To the point: the photos hosted by imageshack aren't showing up. Is the server down or did you pull them down? Sure would like to see them. A picture is worth a thousand words (though you and the others have done a good job discrediting that.) Happy journeys!

TandE
06-10-2014, 06:13 AM
Greetings, Full-Timer! Great thread...lots of neat ideas. Currently have the bottom off my 07 Laredo 29RL 5'er...had to fix the tank sensors since the factory saw fit to allow the slide rack/pinion run over and cut the ribbon cable. While under, I was thinking about the cheap insulating job they did and what to do different.

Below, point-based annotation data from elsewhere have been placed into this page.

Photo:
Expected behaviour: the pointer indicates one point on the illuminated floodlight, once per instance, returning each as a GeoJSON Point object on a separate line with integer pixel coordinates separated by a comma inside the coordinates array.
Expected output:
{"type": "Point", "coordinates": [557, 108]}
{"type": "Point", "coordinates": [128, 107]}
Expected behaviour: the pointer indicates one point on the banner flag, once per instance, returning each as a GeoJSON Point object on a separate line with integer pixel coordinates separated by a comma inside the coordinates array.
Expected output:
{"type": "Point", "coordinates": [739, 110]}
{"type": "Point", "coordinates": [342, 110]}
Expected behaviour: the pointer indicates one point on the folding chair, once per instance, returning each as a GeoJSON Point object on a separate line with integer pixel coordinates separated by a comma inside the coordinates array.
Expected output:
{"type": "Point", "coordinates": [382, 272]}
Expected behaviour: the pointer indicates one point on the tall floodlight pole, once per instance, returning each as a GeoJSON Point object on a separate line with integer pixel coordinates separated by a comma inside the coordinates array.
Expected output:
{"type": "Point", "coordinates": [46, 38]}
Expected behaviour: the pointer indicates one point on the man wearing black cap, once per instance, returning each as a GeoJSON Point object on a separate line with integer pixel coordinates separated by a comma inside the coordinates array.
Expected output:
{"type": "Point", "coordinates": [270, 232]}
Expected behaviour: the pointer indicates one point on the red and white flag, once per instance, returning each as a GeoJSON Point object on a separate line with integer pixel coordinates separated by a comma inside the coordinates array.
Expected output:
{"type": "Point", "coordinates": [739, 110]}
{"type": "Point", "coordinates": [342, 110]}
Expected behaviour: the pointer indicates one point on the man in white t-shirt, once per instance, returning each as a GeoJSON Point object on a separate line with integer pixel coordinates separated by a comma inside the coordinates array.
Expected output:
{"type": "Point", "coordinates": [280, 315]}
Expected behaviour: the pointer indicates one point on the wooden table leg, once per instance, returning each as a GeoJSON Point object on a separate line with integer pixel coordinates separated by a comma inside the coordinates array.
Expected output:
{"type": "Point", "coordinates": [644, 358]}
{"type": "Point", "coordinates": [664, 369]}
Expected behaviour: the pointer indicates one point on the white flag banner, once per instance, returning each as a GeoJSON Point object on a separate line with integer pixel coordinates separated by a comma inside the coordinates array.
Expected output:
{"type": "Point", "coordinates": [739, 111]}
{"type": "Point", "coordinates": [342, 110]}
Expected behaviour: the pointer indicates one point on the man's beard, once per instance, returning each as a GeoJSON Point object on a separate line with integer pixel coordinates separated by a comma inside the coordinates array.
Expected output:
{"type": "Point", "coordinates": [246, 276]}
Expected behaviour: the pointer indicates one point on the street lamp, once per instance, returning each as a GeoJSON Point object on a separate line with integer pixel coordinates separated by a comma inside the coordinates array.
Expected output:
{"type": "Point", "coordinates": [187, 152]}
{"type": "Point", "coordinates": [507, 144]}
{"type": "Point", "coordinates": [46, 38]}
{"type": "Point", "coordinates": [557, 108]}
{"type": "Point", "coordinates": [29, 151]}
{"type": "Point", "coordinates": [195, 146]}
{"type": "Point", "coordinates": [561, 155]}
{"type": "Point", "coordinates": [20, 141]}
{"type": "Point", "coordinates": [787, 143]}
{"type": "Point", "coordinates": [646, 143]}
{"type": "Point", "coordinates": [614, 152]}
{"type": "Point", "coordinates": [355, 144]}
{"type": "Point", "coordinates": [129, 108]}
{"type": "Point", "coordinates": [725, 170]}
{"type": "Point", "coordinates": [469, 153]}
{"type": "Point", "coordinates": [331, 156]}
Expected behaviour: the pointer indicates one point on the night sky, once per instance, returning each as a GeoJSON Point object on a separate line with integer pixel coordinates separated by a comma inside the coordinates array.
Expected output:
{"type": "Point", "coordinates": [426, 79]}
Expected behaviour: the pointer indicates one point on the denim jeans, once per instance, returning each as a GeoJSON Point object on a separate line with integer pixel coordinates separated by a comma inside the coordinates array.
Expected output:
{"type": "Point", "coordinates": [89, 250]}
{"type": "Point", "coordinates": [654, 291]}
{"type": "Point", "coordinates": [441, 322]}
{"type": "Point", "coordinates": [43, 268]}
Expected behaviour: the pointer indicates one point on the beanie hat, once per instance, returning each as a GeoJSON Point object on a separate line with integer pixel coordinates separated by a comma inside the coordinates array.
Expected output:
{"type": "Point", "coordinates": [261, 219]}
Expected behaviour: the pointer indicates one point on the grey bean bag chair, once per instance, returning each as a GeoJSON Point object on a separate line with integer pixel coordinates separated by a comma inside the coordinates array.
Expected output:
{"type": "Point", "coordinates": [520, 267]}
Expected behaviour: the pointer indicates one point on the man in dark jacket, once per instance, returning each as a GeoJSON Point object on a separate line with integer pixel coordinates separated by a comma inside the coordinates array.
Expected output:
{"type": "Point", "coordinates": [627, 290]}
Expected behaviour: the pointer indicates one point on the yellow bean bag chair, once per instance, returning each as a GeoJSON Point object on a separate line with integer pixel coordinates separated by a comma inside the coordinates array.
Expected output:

To the point: the photos hosted by imageshack aren't showing up. Is the server down or did you pull them down? Sure would like to see them. A picture is worth a thousand words (though you and the others have done a good job discrediting that.) Happy journeys!

I'm not on my computer but on the tapatalk app on my phone all the pictures show up just fine for me. Not sure what problem would cause you not to see them.

Travis

fireballxl5
06-16-2014, 01:03 PM
TandE: Thanks for the reply. I think you must be referring to more recent photos. I'm referring to the Imageshack hosted photos earlier in the thread that don't show up.

I've attached a screenprint of Fulltimer's entry and link, then posted the result, which is Imageshack saying its been deleted :eek: ...same as most of the others they host. If you can tell me what I'm doing wrong, I'd sure like to hear it. :banghead: But for my money...the pics aren't there anymore.

Happy journeys!

TandE
06-16-2014, 01:07 PM
When I click on the image shack link it says deleted but on the tapatalk app they show up on the post. Don't know why but it is weird. Here's a screen shot of that post from my phone right now. Maybe full timer will respond soon to it. http://img.tapatalk.com/d/14/06/17/u2ytetyz.jpg

Travis

fireballxl5
06-17-2014, 11:15 AM
Thanks TandE...I'll have to look into the tapatalk app. Looks like that might be the way to go. Happy Journeys!